9. And don’t be afraid to move your seat
In the same lines as number 8, if you’re sitting close to someone on a plane, train, or bus who is sick, see if you can move your seat. While this might be tricky on a packed airplane, it never hurts to politely ask what your options are. This will be a tough one for the less outspoken people out there, but it’s all about your health. And, of course, there’s no need to shame your fellow traveler — especially if they are practicing good hygiene. If you can’t move your seat, Rick Seaney for ABC News says open up your air vent since airplane cabin air is clean (though dry) and circulating air may help you avoid getting sick.
10. Bring your own blanket and pillow
Business Insider cited a Wall Street Journal study that showed that airlines only wash the pillows and blankets they hand out out every five to 30 days. Yikes! So if you want to stay snuggly and comfortable on your flight, or even on your bus or train ride, bring your own clean blanket and pillow.
11. Avoid getting up close and personal even when you get home
Even when you get to your destination, you might want to skip hugging or kissing family members or friends who are either sick or showing signs of being sick, Dr.
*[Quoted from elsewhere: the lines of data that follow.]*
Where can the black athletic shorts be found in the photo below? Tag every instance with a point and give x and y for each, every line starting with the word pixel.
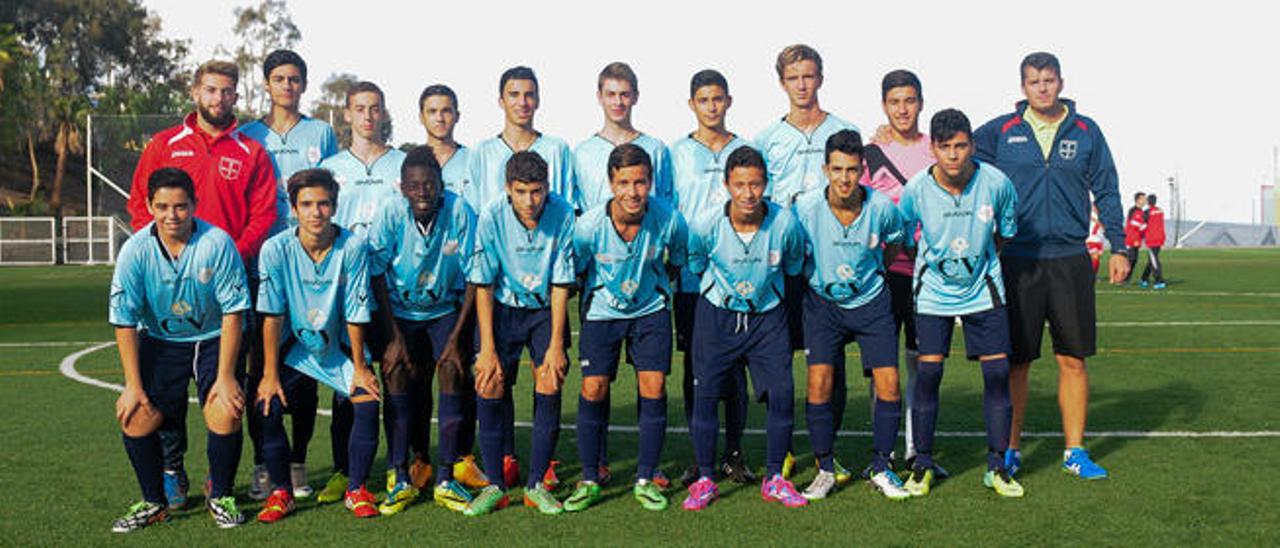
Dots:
pixel 1055 290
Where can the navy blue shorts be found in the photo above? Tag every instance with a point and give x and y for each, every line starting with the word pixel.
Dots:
pixel 648 343
pixel 828 328
pixel 723 339
pixel 984 333
pixel 167 368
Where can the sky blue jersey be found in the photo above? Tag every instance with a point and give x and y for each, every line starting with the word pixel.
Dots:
pixel 522 264
pixel 316 301
pixel 365 188
pixel 592 169
pixel 487 165
pixel 795 158
pixel 745 275
pixel 629 279
pixel 699 185
pixel 844 264
pixel 304 146
pixel 956 265
pixel 425 265
pixel 178 298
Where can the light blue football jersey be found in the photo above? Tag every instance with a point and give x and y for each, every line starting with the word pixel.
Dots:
pixel 304 146
pixel 425 265
pixel 629 279
pixel 488 169
pixel 592 169
pixel 178 298
pixel 956 265
pixel 699 185
pixel 455 172
pixel 740 275
pixel 795 159
pixel 365 188
pixel 522 264
pixel 318 300
pixel 844 264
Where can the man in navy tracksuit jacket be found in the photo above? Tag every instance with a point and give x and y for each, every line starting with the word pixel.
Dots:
pixel 1056 158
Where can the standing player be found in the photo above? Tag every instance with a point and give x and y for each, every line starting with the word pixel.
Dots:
pixel 617 90
pixel 698 163
pixel 899 151
pixel 182 282
pixel 522 269
pixel 234 191
pixel 627 247
pixel 419 260
pixel 315 300
pixel 438 110
pixel 519 97
pixel 845 228
pixel 295 142
pixel 744 250
pixel 1055 158
pixel 1153 237
pixel 965 210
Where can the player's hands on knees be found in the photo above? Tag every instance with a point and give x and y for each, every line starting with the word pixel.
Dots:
pixel 227 391
pixel 1119 268
pixel 365 379
pixel 270 388
pixel 488 373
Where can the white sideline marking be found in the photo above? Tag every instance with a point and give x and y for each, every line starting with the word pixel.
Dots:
pixel 68 369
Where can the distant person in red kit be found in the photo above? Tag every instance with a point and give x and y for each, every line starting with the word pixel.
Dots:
pixel 1134 229
pixel 1155 240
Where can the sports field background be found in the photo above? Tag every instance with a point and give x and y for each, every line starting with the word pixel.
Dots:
pixel 1173 366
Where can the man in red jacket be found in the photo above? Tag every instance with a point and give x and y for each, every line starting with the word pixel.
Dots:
pixel 234 191
pixel 1134 227
pixel 1155 240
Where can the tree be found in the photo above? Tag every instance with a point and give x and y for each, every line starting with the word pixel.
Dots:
pixel 259 31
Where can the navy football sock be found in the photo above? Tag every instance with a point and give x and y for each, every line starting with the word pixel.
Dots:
pixel 885 423
pixel 145 456
pixel 364 442
pixel 490 416
pixel 592 420
pixel 924 416
pixel 822 433
pixel 275 446
pixel 653 433
pixel 997 409
pixel 223 460
pixel 545 433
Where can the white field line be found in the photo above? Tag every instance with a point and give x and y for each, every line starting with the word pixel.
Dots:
pixel 68 369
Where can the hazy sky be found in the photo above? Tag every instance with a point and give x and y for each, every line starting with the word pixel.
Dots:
pixel 1191 91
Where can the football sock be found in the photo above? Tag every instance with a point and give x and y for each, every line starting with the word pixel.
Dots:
pixel 145 456
pixel 545 434
pixel 223 460
pixel 997 410
pixel 653 433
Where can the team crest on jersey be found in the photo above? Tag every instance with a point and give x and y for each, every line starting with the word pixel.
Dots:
pixel 845 273
pixel 986 213
pixel 1066 149
pixel 228 168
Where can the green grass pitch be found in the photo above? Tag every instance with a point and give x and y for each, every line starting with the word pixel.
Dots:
pixel 1208 365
Philip Tierno told CNN. Yes, you want to be close for the holidays — but not too close if it will make you sick for your journey back.
12. Be healthy before you leave
Yes, this is not a simple fix, but the best way to stay healthy while you’re traveling is to already be healthy, Travel + Leisure wrote. “Have a healthy immune system before you leave,” Dr. Vanessa Maier told the magazine. “That means eating lots of fruits and vegetables, getting at least seven hours of sleep a night, and exercising regularly.”
13. Stock up on your vitamins
Although the effects of vitamin C on your immune system have been debated, Men’s Fitness wrote it can decrease a cold’s duration by 10 percent. Even if using products like Airborne and Emergen-C are more a placebo than anything else, vitamin C is good for your health overall and might just help you avoid the flu.
If you don’t want to have to miss celebrations and parties because you’re sick, try to follow these 13 rules as you travel home for the holidays. Because even though the flu isn’t mentioned in the song “(There’s No Place Like) Home for the Holidays,” it can be a very real consequence of getting to see your loved ones during this magical season.